Launchpad Entry: https://launchpad.net/products/bzr/+spec/path-tokens
Created: 2007-03-16 by RobertCollins
Our internal model of a tree is insufficient to model copying or combining of files, directories and symlinks. This spec maps out the infrastructure required to allow that modelling, as a prelude to being able to implement that.
Corner cases: file_ids make a lot of code extremely simple. Are two files the same, taking renames into account, is very simple in a file id world: just compare the ids, if its the same, then yes, if not, then no. Applying a delta to a version path is easy: lookup the fileid the delta was made against in the target tree, and apply. Keeping this simple way of talking about versioned things is extremely important in my opinion.
Parallel imports: There are many cases where parallel imports occur. These imports make it difficult to really work in a decentralised manner. Conversions from CVS, SVN, GNU Arch, imports from tarballs, application of regular patches (which create files), all exhibit the parallel import problem, which is that its desirable for two different imports to be able to be merged and talked about as though they are the same project, when it is hard for bzr to actually know that they are. We currently go through a lot of hoops to achieve [nearly] identical output here. If we had the ability to take two separate trees which happen to have paths that users consider the same, and commit a record somewhere that identifies which paths in these trees should be treated as the same, it would be possible to merge, and replay, correctly between those trees. This has been talked about in the past under the term 'file id aliases'. This would allow a dramatic simplication of the user experience when converting from systems, like tarballs and CVS, where a repeatable conversion is essentially impossible.

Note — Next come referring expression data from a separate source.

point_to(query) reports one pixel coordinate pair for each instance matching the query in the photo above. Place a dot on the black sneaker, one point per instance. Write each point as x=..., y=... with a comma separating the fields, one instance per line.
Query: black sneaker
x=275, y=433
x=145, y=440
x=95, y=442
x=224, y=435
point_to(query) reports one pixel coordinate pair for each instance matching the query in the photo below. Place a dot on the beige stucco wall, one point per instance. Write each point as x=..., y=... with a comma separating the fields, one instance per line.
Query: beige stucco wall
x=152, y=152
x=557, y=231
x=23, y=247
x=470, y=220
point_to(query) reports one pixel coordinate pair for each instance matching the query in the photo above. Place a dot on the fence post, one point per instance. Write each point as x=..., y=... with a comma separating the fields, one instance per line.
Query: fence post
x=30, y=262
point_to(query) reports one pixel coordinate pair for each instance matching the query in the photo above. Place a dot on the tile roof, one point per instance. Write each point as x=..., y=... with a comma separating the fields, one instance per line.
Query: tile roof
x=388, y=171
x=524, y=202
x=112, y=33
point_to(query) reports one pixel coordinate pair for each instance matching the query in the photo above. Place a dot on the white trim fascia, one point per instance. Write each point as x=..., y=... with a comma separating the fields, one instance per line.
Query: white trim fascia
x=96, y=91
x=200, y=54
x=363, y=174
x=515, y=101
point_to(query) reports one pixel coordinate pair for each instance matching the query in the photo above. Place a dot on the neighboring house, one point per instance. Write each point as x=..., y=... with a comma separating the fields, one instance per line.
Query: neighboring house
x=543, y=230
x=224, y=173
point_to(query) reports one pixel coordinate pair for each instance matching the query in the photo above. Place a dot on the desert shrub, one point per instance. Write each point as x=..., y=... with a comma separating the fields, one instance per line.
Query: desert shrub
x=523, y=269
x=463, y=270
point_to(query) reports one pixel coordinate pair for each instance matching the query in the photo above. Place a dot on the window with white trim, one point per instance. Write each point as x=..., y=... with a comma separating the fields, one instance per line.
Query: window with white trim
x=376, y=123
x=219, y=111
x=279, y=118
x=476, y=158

Copies: This is an oft requested feature. I think it comes up at least monthly on IRC, and its a real issue when representing what other VCS systems like SVN actually do to perform 'renames. This isn't to say that we want to represent SVN renames as copy and delete (I think that is fugly), but we currently cannot accurately convert svn repositories that do copies and *do not* delete. Copies also make sense for some user operations, like splitting a files contents, or take a file like 'COPYING' that does not change often and putting it into other locations or trees. Telling people to use symlinks, or to remember to manage separate files, is IMO a reflection on our limits, not a reflection on what we *should* allow.
Two versioned paths become one: This is mostly covered in my text about parallel imports. While not quite the same thing they are closely related. Specifically, there are use cases such as 'combining two source files' which are independent from the parallel import case, and also worth supporting, if we can clearly document sane behaviour.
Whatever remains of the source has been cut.